Chief Minister Raman Singh is expected to place this demand with the Centre while unfolding his “new no-holds-barred offensive plan which may also include logistical help from the army.” Asked about the rejection of truce offer by the Union home minister by the Maoists, sources guessed that the Naxals “may keep psychological pressure on the forces to stop them from their domination exercises in the so-called liberated zones.” He did not rule out “more surprises.” 

The Maoists strategically first targeted CRPF 62 Battalion on April 6, killing 76 of CRPF Jawans. And on Monday, they killed 12 special police officers, the local “Koya commandos”, drawn from the tribal population. “Koyas” constitute local tribals; some of them former-Maoists who are familiar with the terrain, topography and battle tactics of the Naxals.

The fear of road mines is palpable here, particularly on the Naxal-affected road—a stretch of 400 km from Raipur to the Southern most tip of the state, including Bastar, Jagdalpur and Dantewada.
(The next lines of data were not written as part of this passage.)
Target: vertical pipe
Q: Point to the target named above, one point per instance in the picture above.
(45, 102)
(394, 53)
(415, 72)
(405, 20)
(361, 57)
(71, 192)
On the second-day of the five-state (Chattisgarh, West Bengal, Bihar, Orissa and Jharkhand) bundh call given by the Maoists, state and private buses were plying almost empty. “The blasting of the private bus by the Naxals on Monday has visibly scared the civil passengers,” said Satish Tiwari, leader of the bus association in Raipur.
Bus and train services have been suspended from Rajnandgaon, close to Raipur, to the tribal region of Bastar in the South which is the hub of the Maoist activities in Chattisgarh.